Let’s define the max weight for our knapsack and the list of items. In this case, the solution is trivial, if we take the first item and the last one we achieve a weight of 17 and the value 36 that is the max that we can achieve with this input.

import random

class Item:
  def __init__(self, value, weight):
    self.value = value
    self.weight = weight


if __name__ == "__main__":
  MAX_WEIGHT = 20
  items = [
      Item(12, 5),
      Item(7, 5),
      Item(9, 16),
      Item(10, 4),
      Item(24, 12)
  ]

We need a way to randomly initialise our population and encode our solutions.

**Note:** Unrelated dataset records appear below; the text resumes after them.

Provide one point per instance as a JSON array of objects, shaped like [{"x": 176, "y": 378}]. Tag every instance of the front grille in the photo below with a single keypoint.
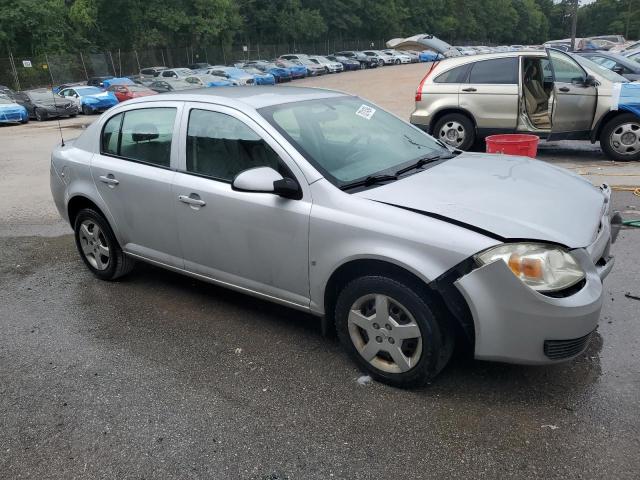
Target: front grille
[{"x": 559, "y": 349}]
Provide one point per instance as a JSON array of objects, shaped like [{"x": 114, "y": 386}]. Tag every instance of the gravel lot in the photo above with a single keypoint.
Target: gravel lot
[{"x": 162, "y": 376}]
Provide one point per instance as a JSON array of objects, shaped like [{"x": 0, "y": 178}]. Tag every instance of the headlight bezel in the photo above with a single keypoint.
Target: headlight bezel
[{"x": 524, "y": 258}]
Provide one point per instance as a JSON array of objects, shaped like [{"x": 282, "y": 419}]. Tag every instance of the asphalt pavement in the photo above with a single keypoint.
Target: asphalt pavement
[{"x": 159, "y": 376}]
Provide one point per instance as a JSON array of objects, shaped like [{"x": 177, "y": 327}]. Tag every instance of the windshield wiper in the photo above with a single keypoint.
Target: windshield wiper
[
  {"x": 370, "y": 180},
  {"x": 422, "y": 162}
]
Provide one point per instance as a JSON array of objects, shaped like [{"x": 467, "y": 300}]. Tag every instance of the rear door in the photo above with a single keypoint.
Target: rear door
[
  {"x": 134, "y": 172},
  {"x": 491, "y": 94},
  {"x": 575, "y": 100}
]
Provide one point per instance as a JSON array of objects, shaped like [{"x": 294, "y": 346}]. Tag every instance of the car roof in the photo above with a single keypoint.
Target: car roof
[{"x": 249, "y": 96}]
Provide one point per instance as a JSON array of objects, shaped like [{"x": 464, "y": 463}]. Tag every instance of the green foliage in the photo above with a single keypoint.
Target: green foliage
[{"x": 32, "y": 27}]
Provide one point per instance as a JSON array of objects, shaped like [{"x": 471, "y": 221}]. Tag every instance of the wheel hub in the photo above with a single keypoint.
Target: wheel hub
[{"x": 385, "y": 333}]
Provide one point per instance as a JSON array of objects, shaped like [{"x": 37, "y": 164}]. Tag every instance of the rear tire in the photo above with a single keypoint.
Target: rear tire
[
  {"x": 455, "y": 129},
  {"x": 404, "y": 346},
  {"x": 620, "y": 138},
  {"x": 98, "y": 246}
]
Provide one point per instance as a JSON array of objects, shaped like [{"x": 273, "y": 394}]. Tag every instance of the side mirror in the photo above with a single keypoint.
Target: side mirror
[{"x": 266, "y": 180}]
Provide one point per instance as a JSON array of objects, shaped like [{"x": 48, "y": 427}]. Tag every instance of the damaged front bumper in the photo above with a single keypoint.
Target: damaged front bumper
[{"x": 513, "y": 323}]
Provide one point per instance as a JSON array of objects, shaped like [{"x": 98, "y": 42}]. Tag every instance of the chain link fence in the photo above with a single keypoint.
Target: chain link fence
[{"x": 25, "y": 72}]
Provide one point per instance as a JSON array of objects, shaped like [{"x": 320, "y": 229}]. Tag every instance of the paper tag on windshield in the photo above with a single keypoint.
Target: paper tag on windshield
[{"x": 365, "y": 112}]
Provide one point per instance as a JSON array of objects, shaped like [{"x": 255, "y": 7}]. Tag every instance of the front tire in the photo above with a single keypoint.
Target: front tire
[
  {"x": 620, "y": 138},
  {"x": 99, "y": 247},
  {"x": 390, "y": 332},
  {"x": 456, "y": 130}
]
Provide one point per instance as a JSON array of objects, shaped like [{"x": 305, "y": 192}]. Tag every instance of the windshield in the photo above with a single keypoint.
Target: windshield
[
  {"x": 88, "y": 90},
  {"x": 599, "y": 69},
  {"x": 348, "y": 139}
]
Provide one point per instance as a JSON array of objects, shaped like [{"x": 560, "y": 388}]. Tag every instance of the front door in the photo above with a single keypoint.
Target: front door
[
  {"x": 133, "y": 174},
  {"x": 575, "y": 99},
  {"x": 252, "y": 241}
]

I’m using the following encoding: chromosome [1, 0, 1, 1] indicates that we must take the first element and the last two, so 1 at index j means take item j, chromosome_size is going to be the number of items.

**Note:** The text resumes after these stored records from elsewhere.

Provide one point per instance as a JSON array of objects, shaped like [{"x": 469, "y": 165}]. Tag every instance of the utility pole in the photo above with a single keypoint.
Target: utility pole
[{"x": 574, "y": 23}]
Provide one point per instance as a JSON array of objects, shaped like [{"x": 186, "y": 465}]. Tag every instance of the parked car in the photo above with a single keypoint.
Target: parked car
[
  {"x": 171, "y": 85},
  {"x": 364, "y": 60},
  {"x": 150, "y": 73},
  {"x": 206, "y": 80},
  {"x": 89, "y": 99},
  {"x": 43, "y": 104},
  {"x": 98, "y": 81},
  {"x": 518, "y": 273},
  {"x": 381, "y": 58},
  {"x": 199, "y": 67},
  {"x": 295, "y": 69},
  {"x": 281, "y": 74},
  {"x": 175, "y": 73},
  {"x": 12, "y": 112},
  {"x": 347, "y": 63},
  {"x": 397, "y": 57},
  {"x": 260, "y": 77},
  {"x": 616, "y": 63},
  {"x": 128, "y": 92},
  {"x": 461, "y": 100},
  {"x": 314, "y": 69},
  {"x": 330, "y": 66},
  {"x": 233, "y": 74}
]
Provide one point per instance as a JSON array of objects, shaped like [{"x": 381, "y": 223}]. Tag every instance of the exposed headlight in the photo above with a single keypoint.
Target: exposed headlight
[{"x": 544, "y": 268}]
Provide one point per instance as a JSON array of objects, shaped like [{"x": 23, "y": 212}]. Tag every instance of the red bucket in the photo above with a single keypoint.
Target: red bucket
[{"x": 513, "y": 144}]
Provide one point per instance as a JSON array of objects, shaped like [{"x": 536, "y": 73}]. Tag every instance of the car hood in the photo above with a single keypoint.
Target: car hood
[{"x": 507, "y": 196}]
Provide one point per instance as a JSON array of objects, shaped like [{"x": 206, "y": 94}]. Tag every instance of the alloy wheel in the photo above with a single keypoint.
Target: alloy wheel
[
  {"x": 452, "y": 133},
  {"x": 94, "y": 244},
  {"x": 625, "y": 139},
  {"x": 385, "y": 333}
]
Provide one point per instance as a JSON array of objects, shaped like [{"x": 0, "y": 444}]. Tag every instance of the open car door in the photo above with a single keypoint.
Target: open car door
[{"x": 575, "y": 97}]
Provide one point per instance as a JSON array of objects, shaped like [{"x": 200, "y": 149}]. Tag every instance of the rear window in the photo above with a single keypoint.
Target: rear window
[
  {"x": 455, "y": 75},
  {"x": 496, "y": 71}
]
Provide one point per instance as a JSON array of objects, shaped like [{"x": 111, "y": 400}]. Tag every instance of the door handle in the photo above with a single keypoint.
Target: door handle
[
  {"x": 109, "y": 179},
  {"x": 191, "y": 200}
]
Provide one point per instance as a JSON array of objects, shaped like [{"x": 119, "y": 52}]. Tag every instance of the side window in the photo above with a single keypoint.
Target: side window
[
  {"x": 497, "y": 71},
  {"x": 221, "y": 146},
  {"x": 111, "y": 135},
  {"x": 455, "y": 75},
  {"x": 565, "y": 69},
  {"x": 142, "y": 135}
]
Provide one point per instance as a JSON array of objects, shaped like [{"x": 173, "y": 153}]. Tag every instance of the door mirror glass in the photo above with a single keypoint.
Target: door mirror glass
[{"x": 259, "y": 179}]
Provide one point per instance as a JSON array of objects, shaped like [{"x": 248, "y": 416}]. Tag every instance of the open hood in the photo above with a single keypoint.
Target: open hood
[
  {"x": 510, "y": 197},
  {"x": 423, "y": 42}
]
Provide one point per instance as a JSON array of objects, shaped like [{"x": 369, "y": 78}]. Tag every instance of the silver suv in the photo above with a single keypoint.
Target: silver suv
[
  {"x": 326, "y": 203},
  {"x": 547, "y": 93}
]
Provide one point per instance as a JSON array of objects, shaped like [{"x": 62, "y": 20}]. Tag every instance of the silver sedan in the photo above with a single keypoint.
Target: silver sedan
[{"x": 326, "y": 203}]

def init_population(count, chromosome_size):
  population = []
  for _ in range(count):
    population.append(
      [random.randint(0,1) for _ in range(chromosome_size)]
    )
  return population

I implemented a one-point crossover operation; in this case, the index can also be the first or last index, which means that the children will be equal to the parents, which can be useful in some cases.
The fittest function sums the value of the items that a specific chromosome selects, if the weight is over the max_weight we set its fittest value to 0 otherwise to the total value.

def crossover(a, b):
  index = random.randint(0, len(a)-1)
  child1 = a[:index] + b[index:]
  child2 = b[:index] + a[index:]
  return child1, child2

def fittest(chromosome, items, max_weight):
  total_value = sum(
    chromosome[i]*item.value for i, item in enumerate(items)
  )
  total_weight = sum(
    chromosome[i]*item.weight for i, item in enumerate(items)
  )
  return 0 if total_weight>max_weight else total_value

To create a new population I simply use the crossover function to create new chromosomes, then apply a random mutation (I set a really high frequency of mutations, it needs to be tuned on the specific problem) then I remove the worst chromosome of the new population and add the best chromosome of the previous population

def new_population(population, items, max_weight):
  random.shuffle(population)
  new = []

  for i in range(0, len(population)-1, 2):
    child1, child2 = crossover(population[i], population[i+1])
    new.append(child1)
    new.append(child2)
  
  if random.randint(1, 100) < 10:
    index = random.randint(0, len(new)-1)
    gene = random.randint(0, len(new[0])-1)
    new[index][gene] = new[index][gene] ^ 1

  new.remove(
    min(new, key=lambda x: fittest(x, items, max_weight))
  ) 
  
  new.append(
    max(population, key=lambda x: fittest(x, items, max_weight))
  )
  
  for chromosome in new:
    fittest_value = fittest(chromosome, items, max_weight)
    print(f"chromosome :: {chromosome} with fittest value :: {fittest_value}")
  return new

The complete main:

if __name__ == "__main__":
  MAX_WEIGHT = 20
  items = [
    Item(12, 5),
    Item(7, 5),
    Item(9, 16),
    Item(10, 4),
    Item(24, 12)
  ]
  
  population = init_population(7, len(items))
  for epoch in range(20):
    print(f"Epoch :: {epoch}")
    population = new_population(population, items, MAX_WEIGHT)
    print("-"*20)

Conclusion

This was a brief introduction to GAs, there are different algorithms that use this simple concept for Neural Networks for example. When I first learnt about this I asked myself Why don’t we use it everywhere?

Why should we use GAs?

• are really easy to code

• gives many solutions so can avoid local extrema

• can be parallelized

Why shouldn’t we?

• random heuristics sometimes does not find the optimum or is very slow in doing so

• fitness function may not be easily designed

In conclusion, they are just another tool in our belt. Let us always remember to choose tools according to the problem to be solved and not according to what we like.